Groups of ten male and fifteen female Wistar rats were administered the test item BiLUBE 4131 daily by oral gavage at the doses of 75, 150 and 300 mg/kg body weight/day to evaluate its systemic toxicity and effects on reproduction and development. Males were dosed for a period of four weeks and females were dosed for 50 to 60 days (this included two weeks prior to mating, the variable time to conception, the duration of pregnancy and thirteen days after delivery). The findings of this study were as follows:
* no treatment related deaths; no neurotoxic potential;
* no clinical abnormalities;
* no effect on average body weight and body weight gain during premating, mating, gestation and lactation period in females and no effect on average body weight and body weight gain during premating and mating period in males.
* no effect on the average daily food intake in treated rats;
* no effects on the haematological parameters;
* no effects on the blood chemistry parameters; no effects on total T4 levels;
* no alterations in the absolute and relative organ weights;
* no remarkable gross pathological alterations in tissues/organs;
* no histopathological alterations, suggestive of systemic toxicity, at 300 mg/kg body weight/day dose level;
* no effects on organ weight data, gross and histopathological alterations in reproductive organs;
* no effects on reproductive performance, gestation, parturition, lactation and litter data.
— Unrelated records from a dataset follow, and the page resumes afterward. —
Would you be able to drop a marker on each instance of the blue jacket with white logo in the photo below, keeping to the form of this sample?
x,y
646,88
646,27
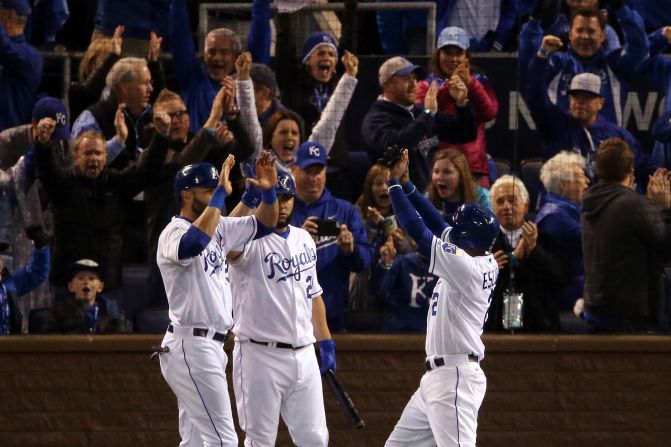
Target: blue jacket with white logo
x,y
658,71
560,131
333,267
615,68
407,288
20,76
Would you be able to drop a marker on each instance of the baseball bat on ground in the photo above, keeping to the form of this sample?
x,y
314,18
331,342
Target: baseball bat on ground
x,y
343,399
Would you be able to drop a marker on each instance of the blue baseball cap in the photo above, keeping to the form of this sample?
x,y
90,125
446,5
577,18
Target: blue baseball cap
x,y
316,40
49,107
453,35
310,153
22,7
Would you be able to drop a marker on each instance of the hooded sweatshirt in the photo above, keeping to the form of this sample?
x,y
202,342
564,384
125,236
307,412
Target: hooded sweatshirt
x,y
624,237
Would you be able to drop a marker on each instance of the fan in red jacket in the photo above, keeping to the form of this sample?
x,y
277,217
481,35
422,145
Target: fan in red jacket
x,y
453,58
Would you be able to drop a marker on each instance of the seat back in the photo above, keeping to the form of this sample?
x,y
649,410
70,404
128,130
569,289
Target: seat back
x,y
530,172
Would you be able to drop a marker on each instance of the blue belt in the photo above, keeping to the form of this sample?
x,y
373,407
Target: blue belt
x,y
277,344
202,332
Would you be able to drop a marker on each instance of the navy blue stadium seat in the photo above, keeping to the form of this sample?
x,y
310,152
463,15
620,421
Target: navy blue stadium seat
x,y
503,167
153,320
530,172
134,289
39,320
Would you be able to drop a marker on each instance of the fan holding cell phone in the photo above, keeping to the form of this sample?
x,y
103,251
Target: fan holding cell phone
x,y
340,236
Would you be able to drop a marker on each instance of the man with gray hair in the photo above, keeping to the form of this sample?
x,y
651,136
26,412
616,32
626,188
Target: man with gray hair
x,y
558,222
395,119
126,108
200,81
525,266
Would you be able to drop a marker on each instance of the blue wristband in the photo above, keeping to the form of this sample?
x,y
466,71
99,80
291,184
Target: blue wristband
x,y
218,198
251,197
269,196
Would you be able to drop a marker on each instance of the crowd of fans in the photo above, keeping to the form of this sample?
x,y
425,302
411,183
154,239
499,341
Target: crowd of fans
x,y
81,201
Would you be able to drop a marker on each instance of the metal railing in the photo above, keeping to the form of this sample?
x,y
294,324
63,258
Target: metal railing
x,y
430,7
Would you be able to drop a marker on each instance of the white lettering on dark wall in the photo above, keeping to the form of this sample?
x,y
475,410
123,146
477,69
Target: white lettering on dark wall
x,y
643,116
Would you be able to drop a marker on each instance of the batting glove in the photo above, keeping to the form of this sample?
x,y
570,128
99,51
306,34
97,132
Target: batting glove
x,y
327,355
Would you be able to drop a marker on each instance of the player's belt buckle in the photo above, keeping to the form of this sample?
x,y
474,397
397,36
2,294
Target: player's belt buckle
x,y
202,332
276,344
440,361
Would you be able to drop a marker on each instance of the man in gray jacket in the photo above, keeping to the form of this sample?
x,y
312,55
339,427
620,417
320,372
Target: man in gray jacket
x,y
625,239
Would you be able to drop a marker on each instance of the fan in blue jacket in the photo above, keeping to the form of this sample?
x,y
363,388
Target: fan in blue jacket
x,y
586,54
200,81
339,255
658,70
21,281
583,128
20,65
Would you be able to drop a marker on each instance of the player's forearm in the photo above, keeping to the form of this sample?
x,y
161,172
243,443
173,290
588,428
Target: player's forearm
x,y
209,219
432,217
319,326
268,211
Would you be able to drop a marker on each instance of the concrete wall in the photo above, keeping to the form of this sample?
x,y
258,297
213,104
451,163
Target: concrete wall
x,y
104,391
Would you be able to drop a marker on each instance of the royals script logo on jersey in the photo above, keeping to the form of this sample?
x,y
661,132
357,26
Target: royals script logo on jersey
x,y
213,258
283,268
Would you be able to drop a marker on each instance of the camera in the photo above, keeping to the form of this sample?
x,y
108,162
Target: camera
x,y
327,227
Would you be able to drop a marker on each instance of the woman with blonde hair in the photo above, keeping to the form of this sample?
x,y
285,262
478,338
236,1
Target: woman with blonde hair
x,y
452,183
98,60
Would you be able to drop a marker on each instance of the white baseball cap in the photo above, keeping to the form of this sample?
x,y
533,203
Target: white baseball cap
x,y
396,66
586,82
453,35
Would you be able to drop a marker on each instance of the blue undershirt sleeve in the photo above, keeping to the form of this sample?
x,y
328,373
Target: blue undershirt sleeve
x,y
192,243
409,220
432,217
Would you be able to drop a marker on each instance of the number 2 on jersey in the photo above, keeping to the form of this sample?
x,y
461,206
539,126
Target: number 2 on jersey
x,y
434,303
309,287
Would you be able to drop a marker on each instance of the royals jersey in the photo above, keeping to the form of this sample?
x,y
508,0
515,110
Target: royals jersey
x,y
459,303
274,281
198,288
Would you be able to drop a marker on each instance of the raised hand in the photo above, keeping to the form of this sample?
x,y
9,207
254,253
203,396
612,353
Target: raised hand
x,y
226,167
551,44
117,40
154,47
399,168
345,240
162,123
374,215
530,236
464,72
266,174
44,130
243,65
223,134
217,109
501,258
431,97
310,225
120,124
666,32
351,63
388,251
229,97
458,90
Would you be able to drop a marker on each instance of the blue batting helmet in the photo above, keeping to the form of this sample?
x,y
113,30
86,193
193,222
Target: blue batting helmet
x,y
196,175
474,227
285,184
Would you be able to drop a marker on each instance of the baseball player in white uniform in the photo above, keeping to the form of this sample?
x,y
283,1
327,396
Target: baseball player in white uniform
x,y
191,256
444,409
279,313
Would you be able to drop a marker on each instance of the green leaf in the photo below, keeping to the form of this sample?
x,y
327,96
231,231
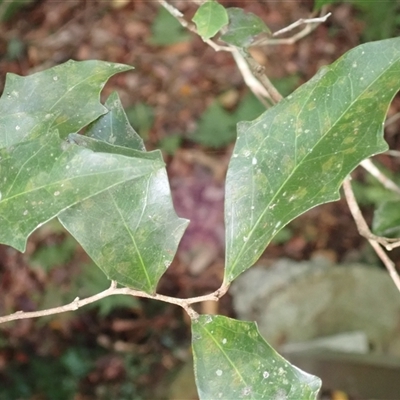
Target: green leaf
x,y
386,220
296,155
114,126
233,361
141,117
43,176
130,231
68,95
243,27
210,18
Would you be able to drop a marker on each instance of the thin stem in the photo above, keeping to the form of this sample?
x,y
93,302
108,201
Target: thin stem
x,y
113,290
311,24
374,171
364,230
303,21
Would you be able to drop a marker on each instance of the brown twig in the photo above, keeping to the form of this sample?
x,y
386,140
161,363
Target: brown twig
x,y
374,171
311,24
114,290
364,230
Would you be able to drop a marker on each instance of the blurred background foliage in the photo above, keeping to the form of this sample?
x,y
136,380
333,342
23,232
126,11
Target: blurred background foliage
x,y
186,100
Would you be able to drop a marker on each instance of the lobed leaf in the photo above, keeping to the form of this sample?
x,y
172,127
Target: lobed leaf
x,y
43,176
210,18
233,361
386,220
297,154
67,94
131,231
114,127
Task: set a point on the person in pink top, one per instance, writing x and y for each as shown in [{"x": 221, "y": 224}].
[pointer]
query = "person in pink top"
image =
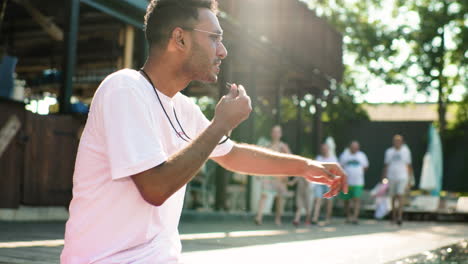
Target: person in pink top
[{"x": 144, "y": 140}]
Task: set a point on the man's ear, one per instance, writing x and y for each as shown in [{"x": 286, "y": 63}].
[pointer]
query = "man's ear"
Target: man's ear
[{"x": 178, "y": 38}]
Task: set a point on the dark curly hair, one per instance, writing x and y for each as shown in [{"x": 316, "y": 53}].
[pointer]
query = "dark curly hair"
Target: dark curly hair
[{"x": 163, "y": 16}]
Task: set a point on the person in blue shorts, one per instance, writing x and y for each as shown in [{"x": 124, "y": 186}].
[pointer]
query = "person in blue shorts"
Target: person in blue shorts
[{"x": 355, "y": 164}]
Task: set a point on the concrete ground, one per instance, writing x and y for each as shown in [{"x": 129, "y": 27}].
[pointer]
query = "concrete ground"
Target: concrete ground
[{"x": 240, "y": 241}]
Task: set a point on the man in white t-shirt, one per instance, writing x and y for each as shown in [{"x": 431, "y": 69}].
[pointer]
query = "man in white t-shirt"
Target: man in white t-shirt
[
  {"x": 398, "y": 170},
  {"x": 355, "y": 164},
  {"x": 144, "y": 140}
]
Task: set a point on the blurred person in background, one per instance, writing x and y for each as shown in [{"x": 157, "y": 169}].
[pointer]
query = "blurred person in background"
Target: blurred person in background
[
  {"x": 303, "y": 199},
  {"x": 320, "y": 190},
  {"x": 398, "y": 170},
  {"x": 355, "y": 164},
  {"x": 271, "y": 185}
]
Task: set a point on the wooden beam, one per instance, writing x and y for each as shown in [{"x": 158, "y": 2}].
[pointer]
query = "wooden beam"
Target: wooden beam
[
  {"x": 129, "y": 46},
  {"x": 8, "y": 132},
  {"x": 50, "y": 27}
]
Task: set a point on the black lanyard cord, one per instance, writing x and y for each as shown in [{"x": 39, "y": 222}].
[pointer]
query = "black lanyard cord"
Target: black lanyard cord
[{"x": 187, "y": 139}]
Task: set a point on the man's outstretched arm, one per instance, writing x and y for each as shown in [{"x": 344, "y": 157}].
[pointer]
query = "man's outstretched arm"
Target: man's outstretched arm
[{"x": 254, "y": 160}]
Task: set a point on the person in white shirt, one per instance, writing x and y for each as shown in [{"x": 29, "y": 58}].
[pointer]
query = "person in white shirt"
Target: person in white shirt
[
  {"x": 355, "y": 164},
  {"x": 398, "y": 170},
  {"x": 274, "y": 186},
  {"x": 144, "y": 140},
  {"x": 320, "y": 190}
]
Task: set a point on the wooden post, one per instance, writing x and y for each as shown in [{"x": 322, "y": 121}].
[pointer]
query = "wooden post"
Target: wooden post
[
  {"x": 71, "y": 39},
  {"x": 129, "y": 46}
]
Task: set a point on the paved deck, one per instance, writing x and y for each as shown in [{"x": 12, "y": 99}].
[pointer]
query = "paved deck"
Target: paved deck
[{"x": 239, "y": 241}]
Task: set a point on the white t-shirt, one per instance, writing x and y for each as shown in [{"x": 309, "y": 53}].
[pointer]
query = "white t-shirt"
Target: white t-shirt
[
  {"x": 127, "y": 133},
  {"x": 354, "y": 165},
  {"x": 397, "y": 162}
]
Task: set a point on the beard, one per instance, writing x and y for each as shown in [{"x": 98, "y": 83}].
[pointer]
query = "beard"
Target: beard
[{"x": 199, "y": 66}]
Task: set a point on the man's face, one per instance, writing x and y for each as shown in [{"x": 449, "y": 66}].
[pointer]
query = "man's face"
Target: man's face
[
  {"x": 203, "y": 63},
  {"x": 397, "y": 142},
  {"x": 354, "y": 147},
  {"x": 324, "y": 150},
  {"x": 276, "y": 133}
]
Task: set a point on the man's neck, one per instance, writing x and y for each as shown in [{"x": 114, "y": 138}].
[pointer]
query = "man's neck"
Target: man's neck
[
  {"x": 165, "y": 76},
  {"x": 275, "y": 141}
]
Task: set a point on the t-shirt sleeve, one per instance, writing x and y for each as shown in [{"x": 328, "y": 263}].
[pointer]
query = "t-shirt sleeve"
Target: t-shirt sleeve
[
  {"x": 202, "y": 124},
  {"x": 365, "y": 161},
  {"x": 408, "y": 159},
  {"x": 387, "y": 157},
  {"x": 343, "y": 158},
  {"x": 133, "y": 139}
]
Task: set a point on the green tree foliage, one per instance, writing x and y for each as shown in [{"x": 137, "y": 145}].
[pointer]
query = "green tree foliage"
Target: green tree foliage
[{"x": 425, "y": 46}]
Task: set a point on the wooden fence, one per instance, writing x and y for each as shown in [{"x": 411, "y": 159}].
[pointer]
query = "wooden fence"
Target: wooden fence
[{"x": 37, "y": 166}]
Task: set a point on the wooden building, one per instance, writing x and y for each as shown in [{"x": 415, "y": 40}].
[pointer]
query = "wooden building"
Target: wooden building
[{"x": 65, "y": 48}]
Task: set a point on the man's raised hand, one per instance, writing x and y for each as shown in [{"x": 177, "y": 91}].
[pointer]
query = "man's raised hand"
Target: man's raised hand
[{"x": 233, "y": 108}]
Based on the findings of this study, it is concluded tha the substance is not a primary reprotoxicant. The No-Observed-Adverse-Effect-Level (NOAEL) of BiLUBE 4131 in Wistar rats, following oral administration for a period of four weeks for males and 50 to 60 days for females for systemic toxicity and for reproductive and developmental toxicity was found to be 300 mg/kg body weight/day.